4. As you point out, the constructive work is good and important. It's also incredibly rare, and I think that tends to make a field have less influence. This also seems to fit, say, sociologists vs economists: the latter so much more neutral and constructive work that policymakers can use, rather than just complaining.
5. My personal favorite AI Ethics Moment is the complaints about facial recognition being worse at identifying Black faces. It's obvious that if models had come out and were reliably *better* at identifying Black faces than white faces, that also would have been taken as evidence of anti-Black racism and something that needed to be changed because of how it empowered the carceral surveillance state. If you make the same critique regardless of the data, you're not providing information. And yet that's what I expect from the field.
I really want AI Ethics to be a vibrant field that raises good points and helps our culture adapt to AI better. I agree that you have raised some important points. But I have little optimism for the field.
You put your finger on something that's almost philosophically incoherent at its core. If your ethical framework is entirely organized around harm-avoidance, you don't actually have an ethics — you have a risk assessment protocol. A real ethics has to be able to say "this is worth doing, and here's why the benefits justify the costs." Without that capacity, you can't reason about trade-offs at all. You can only ever say no.
And "only ever say no" is a position that real decision-makers — in hospitals, in governments, in companies — will simply route around. They're not going to stop doing things because an ethicist told them it was bad. They're going to stop consulting ethicists. Which is exactly the irrelevance your warning is about.

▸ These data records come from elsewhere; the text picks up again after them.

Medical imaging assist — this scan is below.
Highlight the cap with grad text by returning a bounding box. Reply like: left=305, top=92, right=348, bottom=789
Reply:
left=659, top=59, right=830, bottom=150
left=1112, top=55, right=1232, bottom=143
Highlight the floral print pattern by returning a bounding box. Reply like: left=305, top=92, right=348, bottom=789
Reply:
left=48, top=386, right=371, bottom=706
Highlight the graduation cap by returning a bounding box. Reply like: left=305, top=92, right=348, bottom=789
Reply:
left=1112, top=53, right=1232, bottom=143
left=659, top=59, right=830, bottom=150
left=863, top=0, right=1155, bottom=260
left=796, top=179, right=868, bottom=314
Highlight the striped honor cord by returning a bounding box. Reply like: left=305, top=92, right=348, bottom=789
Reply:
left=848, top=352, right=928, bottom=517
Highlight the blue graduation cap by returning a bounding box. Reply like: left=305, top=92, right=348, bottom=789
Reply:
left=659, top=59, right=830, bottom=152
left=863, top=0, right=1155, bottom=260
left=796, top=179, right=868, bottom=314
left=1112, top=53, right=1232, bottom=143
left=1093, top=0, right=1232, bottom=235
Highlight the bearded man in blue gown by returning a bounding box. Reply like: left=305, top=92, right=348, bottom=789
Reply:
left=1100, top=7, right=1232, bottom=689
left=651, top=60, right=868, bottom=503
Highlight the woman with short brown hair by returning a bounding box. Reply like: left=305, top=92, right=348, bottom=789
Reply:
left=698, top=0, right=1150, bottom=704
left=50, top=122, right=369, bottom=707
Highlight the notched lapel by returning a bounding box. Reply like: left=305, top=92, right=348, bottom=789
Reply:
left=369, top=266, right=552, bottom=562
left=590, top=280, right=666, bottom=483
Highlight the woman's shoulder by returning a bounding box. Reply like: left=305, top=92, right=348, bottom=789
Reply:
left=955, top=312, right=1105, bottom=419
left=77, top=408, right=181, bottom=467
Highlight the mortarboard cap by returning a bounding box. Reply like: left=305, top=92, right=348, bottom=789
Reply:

The water data error in the Hao book is instructive here — not because one factual mistake damns a whole argument, but because of what it reveals about the direction of motivated reasoning. A factor-of-a-thousand mistake in the alarming direction slips through teams of fact-checkers. The same mistake in the reassuring direction would have been caught by the third pair of eyes.
What I think sits just underneath the piece, and isn't quite said explicitly, is the distinction between ethics as a practice and ethics as a posture. A lot of what currently passes for AI ethics is posture — it signals values, performs concern, positions the speaker on the right side of history. That's not nothing, but it's not the same as helping anyone navigate a hard decision. And the incentive structures Königs describes reward posture over practice almost perfectly.
The negative bell only has force if people take it seriously. And people stop taking it seriously when it rings constantly. Remember “The boy who cried: Wolf?